Harzer, a self-professed Anglophile (“I had a real weakness for the English”), had once studied as an exchange student in Great Britain. He enjoyed sauntering among the prisoners trying to engage in conversation to practice his English and, hopefully, to elicit information. He was struck by the British morale. “They were contemptuous and self-assured, as only veteran soldiers can be,” he recalled. The caliber of his prisoners convinced Harzer that the battle was far from won. To keep Urquhart’s forces off balance and to prevent any kind of cohesive attack, he ordered his Hohenstaufen Division on the evening of the eighteenth “to attack unceasingly at whatever cost throughout the night.”

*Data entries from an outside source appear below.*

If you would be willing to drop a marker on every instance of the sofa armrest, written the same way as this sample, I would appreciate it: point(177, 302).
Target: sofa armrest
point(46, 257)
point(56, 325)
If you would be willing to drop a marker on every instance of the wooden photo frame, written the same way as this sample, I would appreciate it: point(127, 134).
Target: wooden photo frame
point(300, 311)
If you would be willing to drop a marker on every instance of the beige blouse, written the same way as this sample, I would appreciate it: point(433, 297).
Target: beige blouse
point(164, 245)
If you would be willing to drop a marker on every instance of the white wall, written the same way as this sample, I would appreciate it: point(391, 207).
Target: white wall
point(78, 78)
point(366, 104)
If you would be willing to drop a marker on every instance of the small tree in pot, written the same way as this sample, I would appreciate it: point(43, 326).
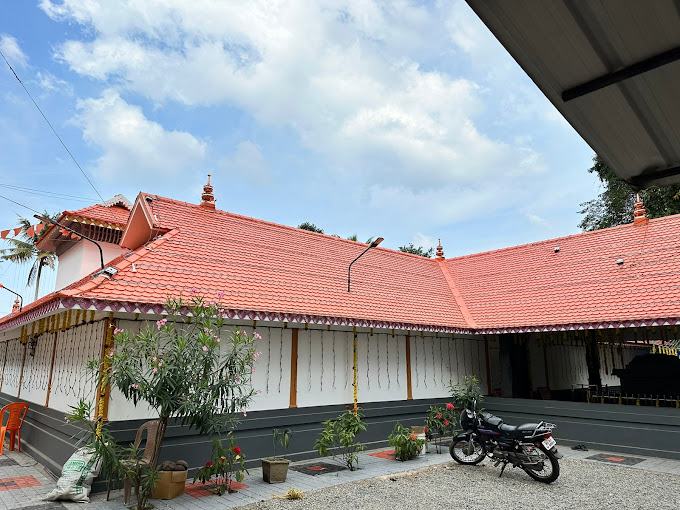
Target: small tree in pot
point(275, 469)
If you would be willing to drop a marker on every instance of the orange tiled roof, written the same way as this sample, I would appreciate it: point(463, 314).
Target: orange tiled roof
point(582, 283)
point(271, 268)
point(268, 267)
point(114, 215)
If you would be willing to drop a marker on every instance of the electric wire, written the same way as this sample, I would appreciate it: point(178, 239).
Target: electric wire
point(51, 127)
point(46, 193)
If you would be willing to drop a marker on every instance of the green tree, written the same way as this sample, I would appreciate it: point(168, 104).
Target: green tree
point(614, 205)
point(354, 237)
point(184, 370)
point(310, 226)
point(23, 250)
point(417, 250)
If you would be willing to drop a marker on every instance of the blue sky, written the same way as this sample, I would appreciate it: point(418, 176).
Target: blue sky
point(405, 120)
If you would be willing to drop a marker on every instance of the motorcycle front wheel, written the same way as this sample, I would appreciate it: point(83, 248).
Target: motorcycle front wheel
point(550, 469)
point(467, 451)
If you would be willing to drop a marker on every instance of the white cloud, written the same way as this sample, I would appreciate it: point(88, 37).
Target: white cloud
point(248, 161)
point(51, 83)
point(132, 145)
point(10, 48)
point(345, 76)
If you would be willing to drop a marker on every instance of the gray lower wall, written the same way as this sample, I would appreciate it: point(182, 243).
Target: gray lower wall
point(626, 429)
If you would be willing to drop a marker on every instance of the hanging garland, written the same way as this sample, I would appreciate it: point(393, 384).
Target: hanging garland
point(441, 362)
point(387, 345)
point(322, 349)
point(379, 385)
point(269, 358)
point(333, 359)
point(280, 357)
point(309, 363)
point(368, 361)
point(354, 370)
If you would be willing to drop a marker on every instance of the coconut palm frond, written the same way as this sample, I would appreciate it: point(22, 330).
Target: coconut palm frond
point(20, 251)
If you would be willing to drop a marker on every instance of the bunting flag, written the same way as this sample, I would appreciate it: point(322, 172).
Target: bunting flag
point(14, 232)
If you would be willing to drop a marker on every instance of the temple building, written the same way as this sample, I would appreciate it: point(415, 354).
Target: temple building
point(543, 320)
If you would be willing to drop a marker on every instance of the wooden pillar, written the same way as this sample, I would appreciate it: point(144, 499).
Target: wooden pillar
point(409, 388)
point(103, 387)
point(21, 375)
point(293, 369)
point(2, 379)
point(488, 367)
point(545, 364)
point(49, 380)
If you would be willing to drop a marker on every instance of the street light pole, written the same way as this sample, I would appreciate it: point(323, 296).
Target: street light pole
point(349, 270)
point(21, 305)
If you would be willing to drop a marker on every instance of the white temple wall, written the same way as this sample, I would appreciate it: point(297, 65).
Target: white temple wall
point(324, 367)
point(438, 360)
point(37, 370)
point(71, 380)
point(12, 371)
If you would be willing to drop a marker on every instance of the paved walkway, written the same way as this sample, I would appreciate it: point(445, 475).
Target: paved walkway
point(23, 482)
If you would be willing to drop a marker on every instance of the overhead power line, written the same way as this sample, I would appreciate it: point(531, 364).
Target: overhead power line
point(49, 124)
point(46, 193)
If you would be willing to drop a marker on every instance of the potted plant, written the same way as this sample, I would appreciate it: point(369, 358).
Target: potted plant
point(275, 469)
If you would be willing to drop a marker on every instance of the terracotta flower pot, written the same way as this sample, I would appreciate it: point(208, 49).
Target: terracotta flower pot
point(275, 470)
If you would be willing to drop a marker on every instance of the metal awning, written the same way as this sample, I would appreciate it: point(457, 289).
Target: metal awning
point(612, 68)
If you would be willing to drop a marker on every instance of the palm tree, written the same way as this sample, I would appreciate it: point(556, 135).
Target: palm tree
point(24, 251)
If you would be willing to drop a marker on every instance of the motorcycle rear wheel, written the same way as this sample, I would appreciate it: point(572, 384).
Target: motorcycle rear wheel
point(465, 451)
point(550, 471)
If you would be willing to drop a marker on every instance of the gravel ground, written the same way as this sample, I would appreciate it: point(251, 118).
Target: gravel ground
point(581, 485)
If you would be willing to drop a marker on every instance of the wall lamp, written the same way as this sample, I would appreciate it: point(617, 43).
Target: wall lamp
point(372, 245)
point(48, 220)
point(19, 295)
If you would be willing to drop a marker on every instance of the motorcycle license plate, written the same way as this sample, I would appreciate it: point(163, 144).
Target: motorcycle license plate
point(549, 443)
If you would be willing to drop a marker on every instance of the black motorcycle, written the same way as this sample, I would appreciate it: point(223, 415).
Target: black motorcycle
point(529, 446)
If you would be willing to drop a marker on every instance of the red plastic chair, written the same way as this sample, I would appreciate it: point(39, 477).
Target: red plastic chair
point(17, 414)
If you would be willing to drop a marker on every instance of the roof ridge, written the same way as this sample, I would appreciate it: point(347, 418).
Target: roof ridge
point(120, 263)
point(458, 297)
point(272, 223)
point(570, 236)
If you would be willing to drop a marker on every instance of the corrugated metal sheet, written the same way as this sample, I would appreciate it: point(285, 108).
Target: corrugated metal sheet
point(633, 124)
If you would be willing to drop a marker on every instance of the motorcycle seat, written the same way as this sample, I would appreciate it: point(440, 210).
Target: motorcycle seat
point(525, 429)
point(491, 420)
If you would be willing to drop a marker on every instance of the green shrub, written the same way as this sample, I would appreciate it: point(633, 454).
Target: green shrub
point(406, 444)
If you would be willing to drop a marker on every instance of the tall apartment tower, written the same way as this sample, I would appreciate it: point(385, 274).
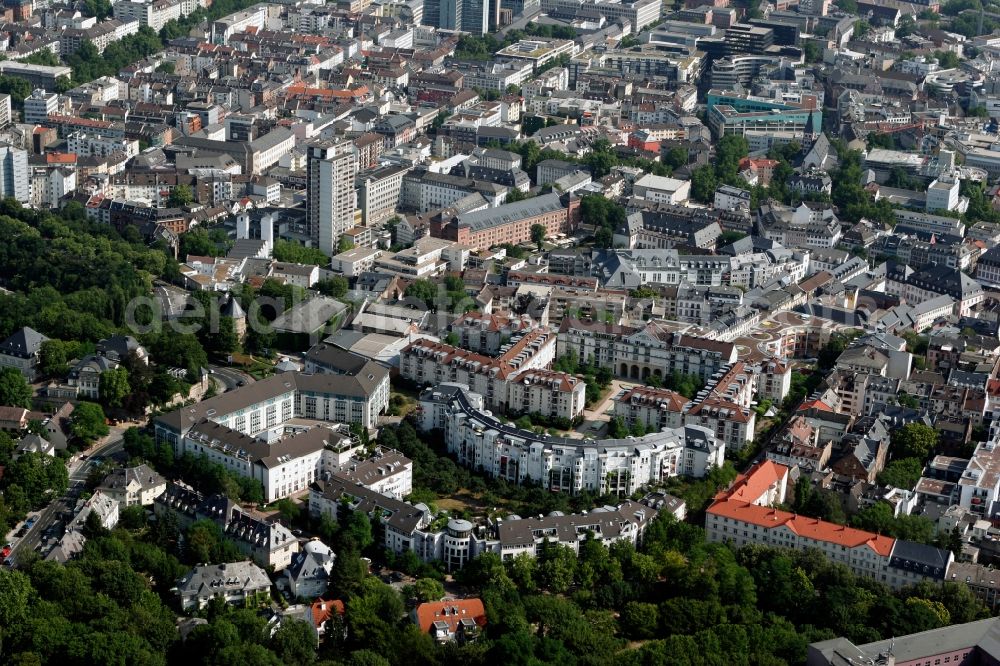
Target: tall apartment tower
point(14, 173)
point(330, 197)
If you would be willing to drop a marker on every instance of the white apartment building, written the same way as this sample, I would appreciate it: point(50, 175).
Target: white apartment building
point(92, 145)
point(407, 527)
point(155, 13)
point(639, 353)
point(743, 515)
point(729, 422)
point(942, 194)
point(39, 105)
point(330, 195)
point(620, 467)
point(553, 394)
point(379, 192)
point(656, 409)
point(237, 22)
point(14, 173)
point(355, 261)
point(660, 189)
point(498, 75)
point(270, 148)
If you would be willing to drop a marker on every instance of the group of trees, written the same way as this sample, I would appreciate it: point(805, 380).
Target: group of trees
point(202, 242)
point(596, 377)
point(73, 278)
point(910, 447)
point(14, 389)
point(729, 150)
point(690, 602)
point(89, 64)
point(451, 294)
point(852, 200)
point(28, 482)
point(605, 215)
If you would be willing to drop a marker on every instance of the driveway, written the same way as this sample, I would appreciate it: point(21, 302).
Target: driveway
point(605, 409)
point(78, 470)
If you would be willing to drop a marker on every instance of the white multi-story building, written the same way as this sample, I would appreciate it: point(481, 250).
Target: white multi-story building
point(407, 527)
point(154, 13)
point(355, 261)
point(237, 22)
point(942, 194)
point(252, 431)
point(654, 350)
point(552, 394)
point(330, 194)
point(744, 515)
point(14, 173)
point(656, 409)
point(621, 467)
point(91, 145)
point(379, 192)
point(39, 105)
point(660, 189)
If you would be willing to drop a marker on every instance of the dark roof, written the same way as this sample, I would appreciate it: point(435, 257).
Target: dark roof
point(23, 343)
point(920, 558)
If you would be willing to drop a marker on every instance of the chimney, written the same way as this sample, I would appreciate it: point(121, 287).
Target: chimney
point(267, 232)
point(242, 226)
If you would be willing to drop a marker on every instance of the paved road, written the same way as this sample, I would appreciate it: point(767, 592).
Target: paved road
point(78, 471)
point(229, 377)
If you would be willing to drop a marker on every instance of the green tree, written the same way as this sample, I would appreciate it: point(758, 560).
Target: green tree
point(813, 52)
point(902, 473)
point(947, 59)
point(703, 184)
point(88, 422)
point(15, 597)
point(914, 440)
point(296, 253)
point(54, 357)
point(538, 233)
point(425, 589)
point(640, 620)
point(14, 389)
point(294, 643)
point(114, 387)
point(335, 287)
point(423, 290)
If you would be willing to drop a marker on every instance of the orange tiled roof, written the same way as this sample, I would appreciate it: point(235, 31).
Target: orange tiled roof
point(751, 486)
point(323, 610)
point(451, 611)
point(60, 158)
point(809, 528)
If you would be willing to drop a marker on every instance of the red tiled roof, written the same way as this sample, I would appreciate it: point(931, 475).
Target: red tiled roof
point(816, 404)
point(750, 487)
point(809, 528)
point(60, 158)
point(452, 612)
point(323, 610)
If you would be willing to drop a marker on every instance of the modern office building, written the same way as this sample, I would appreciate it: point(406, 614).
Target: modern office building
point(14, 173)
point(611, 466)
point(964, 644)
point(330, 194)
point(39, 105)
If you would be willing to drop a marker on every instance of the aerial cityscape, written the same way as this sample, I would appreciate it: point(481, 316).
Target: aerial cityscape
point(520, 332)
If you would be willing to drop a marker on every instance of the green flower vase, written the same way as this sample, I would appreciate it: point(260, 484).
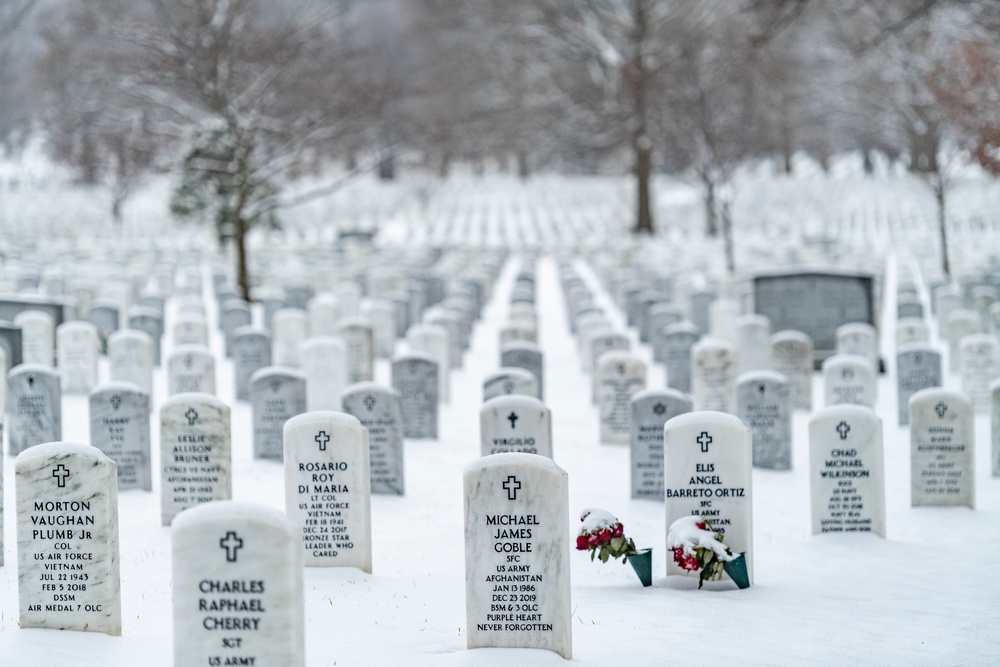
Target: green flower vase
point(737, 570)
point(642, 563)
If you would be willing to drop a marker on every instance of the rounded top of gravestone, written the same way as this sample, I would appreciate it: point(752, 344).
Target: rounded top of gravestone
point(837, 360)
point(713, 342)
point(701, 416)
point(939, 394)
point(508, 371)
point(916, 346)
point(413, 356)
point(506, 401)
point(21, 369)
point(322, 417)
point(513, 459)
point(791, 335)
point(250, 330)
point(853, 327)
point(268, 371)
point(143, 311)
point(184, 398)
point(26, 315)
point(844, 411)
point(323, 341)
point(520, 345)
point(296, 313)
point(685, 326)
point(761, 375)
point(126, 334)
point(356, 321)
point(117, 385)
point(360, 387)
point(39, 454)
point(231, 510)
point(668, 393)
point(978, 339)
point(78, 324)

The commander of the Frundsberg Division, General Harmel, was “too busy to worry about what might happen next. I had my hands full fighting the Lower Rhine.” Charged with the capture of the Arnhem bridge and the defense of the Waal crossing and the area in between, Harmel’s problems were far more acute than Harzer’s. The move of his division by ferry across the river was proceeding at a snail’s pace. Troops, equipment and tanks were loaded on makeshift rubber or log rafts. Roads leading down to the water’s edge had become quagmires. Tanks and vehicles had slid off rafts, and some had even been swept away. Worse, because of constant strafing by Allied planes, nearly all ferrying and convoying operations had to take place during darkness. In twenty-four hours Harmel’s engineers had succeeded in moving only two battalions with their vehicles and equipment into the Arnhem-Nijmegen area. To speed up operations, truck shuttles carrying troops ran back and forth between the south bank landing stage and Nijmegen. But the movement was far too slow. To be sure, Harmel’s men were now in the center of Nijmegen and on the southern side of the highway bridge, but he doubted that they could stop a determined attack by the Anglo-Americans. Although he had been ordered not to destroy it, Harmel was prepared for the eventuality. His engineers had already laid charges and set up detonating apparatus in a roadside bunker near the village of Lent on the northern bank. He hoped Bittrich would approve the blowing of the highway and railroad bridges if they could not be held. But if he did not, Harmel’s decision was already made. If British tanks broke through and started across, he would defy his superiors and destroy the bridges.

*In the compilation of plane figures there are some discrepancies. American sources give a total of 3,807 aircraft; British figures list 4,000. The count used above comes from General Browning’s after-action Corps report, indicating that the difference in figures seems to lie in the number of fighter planes. According to U.S. sources, 674 England-based fighters flew escort for the second lift, but not included in that number were 193 Belgium-based planes, which brings the over-all total of fighters to 867. By far the best account of the air action in Market-Garden, particularly as it pertains to the troop carriers, is the official U.S.A.F. Historical Division’s Study No. 97, by Dr. John C. Warren, entitled Airborne Operations in World War II, European Theater.”

*The story is probably apocryphal but the Dutch like to tell it. According to Mrs. Ter Horst of Oosterbeek, when the British troopers and their equipment, including an antitank gun, boarded the Driel ferry, Pieter was faced with a dilemma: whether or not to charge them for the trip. By the time they reached the northern bank, Pieter had decided to give them the ride free.

*Although numerous witnesses confirm the story, I have withheld the officer’s name. There is still doubt that he shot himself. He was both popular and brave. He may, indeed, have used his pistol, or he may have been killed by a sniper.